Dalam Rapat Koordinasi Percepatan Penanganan Stunting di Setda Wonosobo, Kepala Bappeda Kabupaten Wonosobo, Tono Prihartono, menyebut capaian itu masih tergolong tinggi dan menjadi pekerjaan besar bagi Tim Percepatan Penurunan Stunting (TPPS).
"Angka kita masih cukup tinggi, dan ini PR besar bagi kami di TPPS," ujar Tono.
Berdasarkan hasil evaluasi, beberapa program sebelumnya belum berjalan maksimal. Pemerintah Wonosobo kini beralih pada pendekatan intervensi spesifik berbasis data, dengan pemetaan hingga tingkat rukun tetangga. Setiap langkah intervensi akan disesuaikan dengan kondisi sosial dan ekonomi wilayah setempat.
Menurut Tono, persoalan angka stunting di Wonosobo tidak bisa dilihat dari sisi gizi semata. Faktor ekonomi, pola asuh, serta keterlibatan keluarga menjadi bagian penting yang menentukan keberhasilan penurunan prevalensi stunting.
Penelitian singkat dari Universitas Indonesia (UI) dan BRIN di beberapa desa menunjukkan akar masalah serius, seperti minimnya peran ayah dalam pengasuhan anak. Hasil riset itu menemukan peran ayah sering kali pasif, bahkan absen dalam proses perawatan dan pemberian gizi anak.
"Ternyata dalam riset itu, peran ayah ini masih minim. Nanti akan kita dorong kampanye bagaimana ayah juga punya peran dalam cegah stunting," kata Tono.
Dalam rapat tersebut, TPPS menetapkan lima penekanan program utama untuk menurunkan angka stunting di Wonosobo, yaitu peningkatan edukasi dan komunikasi untuk perubahan perilaku, pendorongan keterlibatan aktif ayah dalam pengasuhan, penguatan koordinasi lintas sektor antar perangkat daerah, optimalisasi peran TPPS hingga tingkat desa dan perencanaan berbasis data untuk intervensi tepat sasaran.
Empat pilar tindak lanjut meliputi Kampanye Ayah Peduli Gizi Keluarga, pemetaan strategis penggunaan dana desa dan CSR untuk pemberian makanan tambahan (PMT), penyusunan RAB sektoral di tingkat desa, serta perluasan media edukasi masyarakat. Menurut Tono, arah kebijakan tersebut sejalan dengan misi pemerintah pusat.
"Ada kesesuaian antara misi pusat dan daerah.
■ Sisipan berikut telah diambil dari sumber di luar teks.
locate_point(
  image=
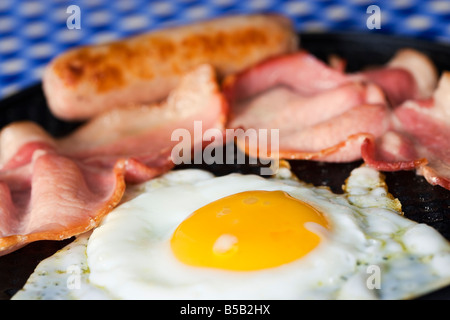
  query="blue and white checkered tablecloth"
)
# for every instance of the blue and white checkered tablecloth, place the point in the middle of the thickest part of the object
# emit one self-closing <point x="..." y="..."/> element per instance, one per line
<point x="32" y="32"/>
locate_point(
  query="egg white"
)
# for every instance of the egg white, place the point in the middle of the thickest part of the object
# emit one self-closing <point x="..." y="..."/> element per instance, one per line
<point x="129" y="256"/>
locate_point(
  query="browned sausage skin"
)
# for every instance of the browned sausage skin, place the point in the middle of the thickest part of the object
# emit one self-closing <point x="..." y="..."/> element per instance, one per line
<point x="86" y="81"/>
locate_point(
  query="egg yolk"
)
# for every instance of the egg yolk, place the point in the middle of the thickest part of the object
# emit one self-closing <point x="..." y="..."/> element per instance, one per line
<point x="251" y="230"/>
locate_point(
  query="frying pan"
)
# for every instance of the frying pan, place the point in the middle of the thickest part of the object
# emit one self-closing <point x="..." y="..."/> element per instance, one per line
<point x="421" y="202"/>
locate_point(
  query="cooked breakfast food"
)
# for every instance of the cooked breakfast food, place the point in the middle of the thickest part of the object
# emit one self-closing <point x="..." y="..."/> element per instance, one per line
<point x="86" y="81"/>
<point x="188" y="234"/>
<point x="52" y="189"/>
<point x="246" y="237"/>
<point x="392" y="116"/>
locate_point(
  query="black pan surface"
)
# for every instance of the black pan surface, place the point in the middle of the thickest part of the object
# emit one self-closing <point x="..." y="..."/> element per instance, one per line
<point x="420" y="201"/>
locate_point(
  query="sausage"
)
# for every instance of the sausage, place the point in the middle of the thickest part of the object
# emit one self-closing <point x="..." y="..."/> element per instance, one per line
<point x="88" y="80"/>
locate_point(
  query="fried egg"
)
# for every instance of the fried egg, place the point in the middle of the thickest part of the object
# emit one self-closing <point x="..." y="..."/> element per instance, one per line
<point x="191" y="235"/>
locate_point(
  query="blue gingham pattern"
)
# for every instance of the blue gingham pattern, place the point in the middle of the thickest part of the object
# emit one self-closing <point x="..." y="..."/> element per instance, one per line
<point x="32" y="32"/>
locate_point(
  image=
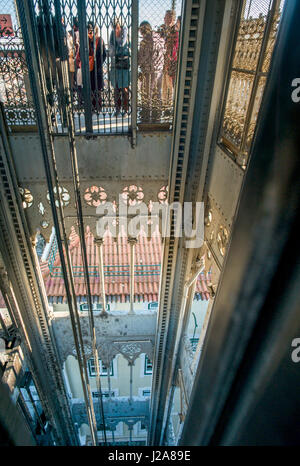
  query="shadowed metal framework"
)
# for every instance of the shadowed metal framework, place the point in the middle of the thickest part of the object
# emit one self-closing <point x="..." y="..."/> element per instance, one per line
<point x="57" y="167"/>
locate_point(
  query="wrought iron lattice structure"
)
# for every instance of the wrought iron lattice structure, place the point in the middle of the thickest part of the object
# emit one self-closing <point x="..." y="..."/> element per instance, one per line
<point x="159" y="32"/>
<point x="14" y="83"/>
<point x="252" y="54"/>
<point x="100" y="88"/>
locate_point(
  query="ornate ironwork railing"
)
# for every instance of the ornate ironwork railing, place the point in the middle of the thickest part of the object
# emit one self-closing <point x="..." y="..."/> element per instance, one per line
<point x="14" y="82"/>
<point x="120" y="75"/>
<point x="250" y="65"/>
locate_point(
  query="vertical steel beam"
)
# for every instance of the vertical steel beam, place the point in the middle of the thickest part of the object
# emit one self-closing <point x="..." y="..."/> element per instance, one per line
<point x="85" y="68"/>
<point x="132" y="242"/>
<point x="99" y="245"/>
<point x="134" y="68"/>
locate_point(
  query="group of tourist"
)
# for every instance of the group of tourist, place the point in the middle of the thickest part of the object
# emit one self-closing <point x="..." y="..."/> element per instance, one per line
<point x="118" y="52"/>
<point x="157" y="60"/>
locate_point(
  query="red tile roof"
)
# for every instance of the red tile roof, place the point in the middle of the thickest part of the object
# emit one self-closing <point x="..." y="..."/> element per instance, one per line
<point x="115" y="253"/>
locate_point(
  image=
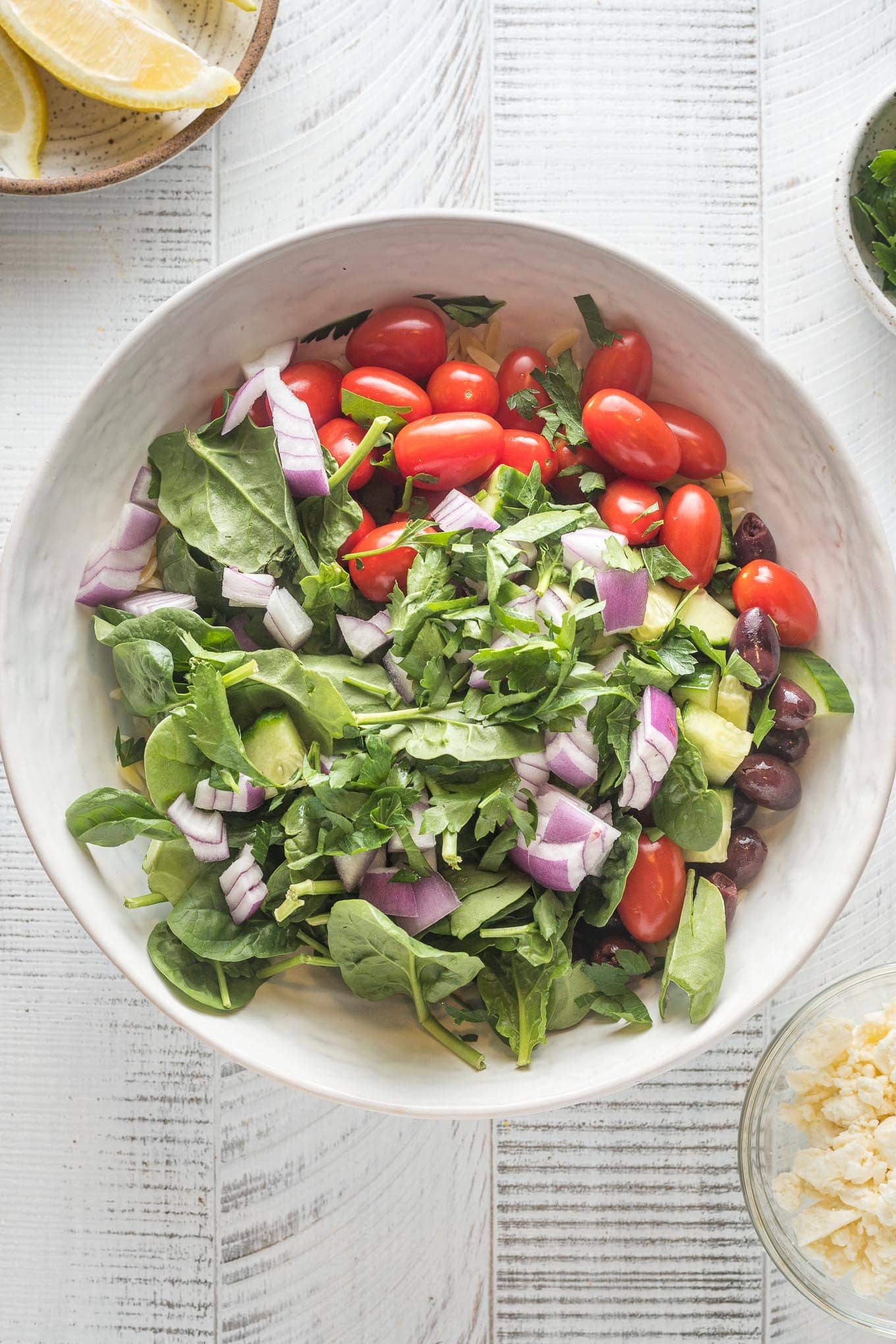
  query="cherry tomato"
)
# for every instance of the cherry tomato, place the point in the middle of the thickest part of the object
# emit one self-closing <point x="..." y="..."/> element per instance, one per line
<point x="655" y="890"/>
<point x="366" y="526"/>
<point x="627" y="364"/>
<point x="453" y="448"/>
<point x="703" y="448"/>
<point x="692" y="531"/>
<point x="405" y="338"/>
<point x="523" y="449"/>
<point x="464" y="387"/>
<point x="383" y="385"/>
<point x="376" y="576"/>
<point x="782" y="596"/>
<point x="624" y="507"/>
<point x="515" y="376"/>
<point x="582" y="456"/>
<point x="630" y="435"/>
<point x="340" y="437"/>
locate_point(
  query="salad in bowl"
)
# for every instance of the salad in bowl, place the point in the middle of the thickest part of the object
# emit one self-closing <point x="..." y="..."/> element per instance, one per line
<point x="457" y="671"/>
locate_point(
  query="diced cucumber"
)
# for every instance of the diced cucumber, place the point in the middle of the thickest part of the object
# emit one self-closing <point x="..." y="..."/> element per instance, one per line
<point x="702" y="687"/>
<point x="719" y="851"/>
<point x="734" y="702"/>
<point x="663" y="601"/>
<point x="816" y="677"/>
<point x="274" y="746"/>
<point x="721" y="746"/>
<point x="704" y="613"/>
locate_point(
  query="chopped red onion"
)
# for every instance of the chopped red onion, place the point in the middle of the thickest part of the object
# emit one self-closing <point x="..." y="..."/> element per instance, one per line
<point x="300" y="448"/>
<point x="363" y="637"/>
<point x="144" y="602"/>
<point x="245" y="798"/>
<point x="457" y="513"/>
<point x="204" y="832"/>
<point x="285" y="620"/>
<point x="625" y="598"/>
<point x="246" y="589"/>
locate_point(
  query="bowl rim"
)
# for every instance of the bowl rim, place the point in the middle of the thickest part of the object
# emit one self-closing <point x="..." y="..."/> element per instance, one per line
<point x="30" y="812"/>
<point x="883" y="308"/>
<point x="160" y="154"/>
<point x="769" y="1062"/>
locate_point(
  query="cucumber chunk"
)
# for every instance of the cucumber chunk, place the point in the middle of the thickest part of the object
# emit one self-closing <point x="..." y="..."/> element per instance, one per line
<point x="719" y="851"/>
<point x="274" y="746"/>
<point x="721" y="746"/>
<point x="817" y="678"/>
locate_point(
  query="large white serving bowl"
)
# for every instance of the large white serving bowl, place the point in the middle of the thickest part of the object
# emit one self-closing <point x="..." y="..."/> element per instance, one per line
<point x="57" y="721"/>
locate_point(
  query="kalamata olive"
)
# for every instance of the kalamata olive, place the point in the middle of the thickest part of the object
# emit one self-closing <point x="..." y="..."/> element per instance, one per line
<point x="743" y="810"/>
<point x="769" y="781"/>
<point x="790" y="746"/>
<point x="729" y="894"/>
<point x="755" y="639"/>
<point x="746" y="856"/>
<point x="793" y="708"/>
<point x="752" y="541"/>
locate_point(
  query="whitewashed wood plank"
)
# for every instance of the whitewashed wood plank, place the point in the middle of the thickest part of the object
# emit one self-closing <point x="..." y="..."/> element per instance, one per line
<point x="108" y="1116"/>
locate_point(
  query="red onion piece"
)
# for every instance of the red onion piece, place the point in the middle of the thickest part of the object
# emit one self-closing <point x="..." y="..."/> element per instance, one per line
<point x="362" y="637"/>
<point x="300" y="448"/>
<point x="204" y="832"/>
<point x="457" y="513"/>
<point x="246" y="589"/>
<point x="625" y="598"/>
<point x="285" y="620"/>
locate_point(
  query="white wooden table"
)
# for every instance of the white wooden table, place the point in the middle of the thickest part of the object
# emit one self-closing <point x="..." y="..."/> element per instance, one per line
<point x="151" y="1190"/>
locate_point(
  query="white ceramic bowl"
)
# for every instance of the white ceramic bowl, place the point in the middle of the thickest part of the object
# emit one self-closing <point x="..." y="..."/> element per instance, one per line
<point x="57" y="722"/>
<point x="875" y="130"/>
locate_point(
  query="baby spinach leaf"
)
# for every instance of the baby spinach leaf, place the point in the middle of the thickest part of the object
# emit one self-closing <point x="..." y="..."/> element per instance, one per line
<point x="113" y="816"/>
<point x="194" y="976"/>
<point x="696" y="955"/>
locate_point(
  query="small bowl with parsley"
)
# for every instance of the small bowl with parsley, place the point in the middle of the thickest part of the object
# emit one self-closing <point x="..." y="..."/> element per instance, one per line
<point x="866" y="208"/>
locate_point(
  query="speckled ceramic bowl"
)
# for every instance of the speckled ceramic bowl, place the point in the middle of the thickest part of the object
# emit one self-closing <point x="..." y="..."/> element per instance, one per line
<point x="875" y="130"/>
<point x="57" y="721"/>
<point x="92" y="144"/>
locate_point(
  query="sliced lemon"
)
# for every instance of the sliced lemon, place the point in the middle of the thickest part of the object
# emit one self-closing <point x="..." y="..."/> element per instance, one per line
<point x="108" y="51"/>
<point x="23" y="112"/>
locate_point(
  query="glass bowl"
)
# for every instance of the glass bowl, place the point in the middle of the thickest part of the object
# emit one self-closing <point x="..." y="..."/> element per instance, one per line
<point x="768" y="1144"/>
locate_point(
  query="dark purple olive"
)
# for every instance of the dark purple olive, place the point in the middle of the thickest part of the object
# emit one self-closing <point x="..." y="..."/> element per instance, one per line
<point x="746" y="856"/>
<point x="729" y="894"/>
<point x="793" y="708"/>
<point x="752" y="541"/>
<point x="755" y="639"/>
<point x="743" y="810"/>
<point x="789" y="746"/>
<point x="769" y="781"/>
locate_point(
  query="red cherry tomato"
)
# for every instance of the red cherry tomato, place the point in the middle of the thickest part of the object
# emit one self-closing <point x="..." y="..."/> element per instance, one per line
<point x="655" y="890"/>
<point x="703" y="448"/>
<point x="515" y="376"/>
<point x="340" y="437"/>
<point x="383" y="385"/>
<point x="406" y="338"/>
<point x="523" y="449"/>
<point x="630" y="435"/>
<point x="376" y="576"/>
<point x="453" y="448"/>
<point x="628" y="364"/>
<point x="692" y="531"/>
<point x="624" y="507"/>
<point x="366" y="526"/>
<point x="782" y="596"/>
<point x="462" y="387"/>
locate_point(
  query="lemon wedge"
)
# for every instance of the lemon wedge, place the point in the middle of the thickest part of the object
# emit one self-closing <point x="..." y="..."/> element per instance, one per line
<point x="23" y="112"/>
<point x="108" y="51"/>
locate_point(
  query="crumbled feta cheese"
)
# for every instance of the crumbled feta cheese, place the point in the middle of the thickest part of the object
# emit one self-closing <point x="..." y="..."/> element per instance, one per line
<point x="843" y="1187"/>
Jadi langkah kita memang sudah searah," ujarnya.
Kepala DPPKBPPPA Wonosobo, Dyah Retno S, menambahkan, fenomena 'fatherless' atau kurangnya figur ayah dalam pengasuhan anak kini menjadi perhatian serius. Untuk itu, Wonosobo mengembangkan program Gerakan Ayah Teladan Indonesia (GATI) sebagai strategi perubahan sosial di tingkat keluarga.
"Melalui GATI, kami ingin mendorong keterlibatan aktif ayah, calon ayah, dan remaja demi menciptakan generasi berkualitas yang berkarakter dan tangguh," kata Dyah.
Program GATI telah menyentuh 16.683 penerima manfaat, jauh melampaui target awal 7.456 sasaran. Kegiatan tersebut melibatkan berbagai organisasi masyarakat, seperti GP Ansor, Pemuda Muhammadiyah, Forum GENRE, hingga komunitas lintas agama.
Selain GATI, Pemkab juga menjalankan gerakan GENTING (Gerakan Orang Tua Asuh Cegah Stunting) yang berfokus pada intervensi sensitif di masyarakat.
Dyah menegaskan, keberhasilan menurunkan angka stunting di Wonosobo memerlukan kolaborasi kolektif.
"Kami mengajak semua pihak berkolaborasi menuju Indonesia bebas stunting, terutama agar Wonosobo menuju target Zero Stunting," ujarnya.